Un porche en toit de chaume marque l’entrée du village flamand, dont les bâtiments à l’arrière forment un arc de cercle. 
 
 
Le village flamand tourne autour du pavillon de la société des nitrates du Chili, invitée de dernière heure, qui occupe donc une partie de la place du bourg, à côté du kiosque. 
 
 
On trouve dans ce village une laiterie, une fromagerie, une écurie, une sellerie et une étable, une bergerie, réparties autour d’un colombier. 
 
 
Le hall sur la gauche contient une exposition des machines agricoles, au centre on aperçoit maison de ferme de la société des agriculteurs du Nord. 
 
 
Le village flamand est une véritable petite commune qui prendra le nom de Poil sur Caillou, canton de Roubaix Exposition. Il sera procédé à l’élection d’un conseil municipal dont Monsieur Sonneville sera le maire. Une musique municipale, un corps de sapeurs pompiers et deux gardes champêtres, les gardes des bourles, ont été élus et constitués. 
 
 
Le festival permanent de l’exposition se déroule sur deux kiosques, l’un près du lac, l’autre dans le village flamand, dont on voit une partie sur la droite de la photo. Les Harmonies succèdent aux fanfares pour le plus grand plaisir des mélomanes. 
 
 
Une invitation officielle a été faite aux édiles roubaisiens pour la fête nationale, qui verra le couronnement de la rosière en la personne de Melle Madeleine Staelens.
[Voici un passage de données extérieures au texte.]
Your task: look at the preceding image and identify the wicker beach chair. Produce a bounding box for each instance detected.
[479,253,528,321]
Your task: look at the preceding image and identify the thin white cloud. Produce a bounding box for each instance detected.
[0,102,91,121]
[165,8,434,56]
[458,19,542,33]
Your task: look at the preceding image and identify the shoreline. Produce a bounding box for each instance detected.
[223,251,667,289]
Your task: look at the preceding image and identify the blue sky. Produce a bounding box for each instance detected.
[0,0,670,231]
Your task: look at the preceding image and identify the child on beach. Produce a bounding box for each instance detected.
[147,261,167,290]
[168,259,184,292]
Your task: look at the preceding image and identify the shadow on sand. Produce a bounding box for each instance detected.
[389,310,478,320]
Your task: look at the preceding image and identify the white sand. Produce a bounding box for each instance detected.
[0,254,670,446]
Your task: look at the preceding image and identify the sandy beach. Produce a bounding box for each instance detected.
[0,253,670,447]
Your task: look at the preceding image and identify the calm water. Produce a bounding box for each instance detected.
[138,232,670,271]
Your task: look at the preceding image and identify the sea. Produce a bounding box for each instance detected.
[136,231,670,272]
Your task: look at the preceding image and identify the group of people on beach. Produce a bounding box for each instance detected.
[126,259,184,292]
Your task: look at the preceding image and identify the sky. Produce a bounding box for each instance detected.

Le maire de Poil sur Caillou, M. Sonneville ceint le front de la rosière d’une couronne de roses blanches, tandis que son collègue roubaisien, Eugène Motte lui offre une broche et l’embrasse.
 
 
Le cabaret populaire « à la rose » est une réplique de vieil estaminet qui s’étend sur 300 m². 
 
 
La grande salle accueille de nombreux banquets, comme les participants des concours de tir à l’arbalète et de jeux de bourles, qui se situent juste derrière le cabaret.
 
 
L’enseignement ménager est présent au village flamand sous la forme de démonstrations pratiques d’écoles ménagères. L’école ménagère roubaisienne fondée en 1904 présente trente jeunes filles qui travaillent en public pendant cinq jours. Elles confectionnent des repas complets, mènent des activités de lessivage, de repassage. 
 
 
D’autres écoles prendront la suite, comme celle de Tourcoing, l’œuvre du trousseau ou l’union française de la jeunesse. Les jeunes filles sont également formées à la couture et à la sténographie. 
 
 
Le village flamand, véritable petite commune dans la ville, propose des animations régulières et variées : musique, jeux traditionnels, expositions agricoles, démonstrations ménagères. Il recevra un grand nombre de visiteurs.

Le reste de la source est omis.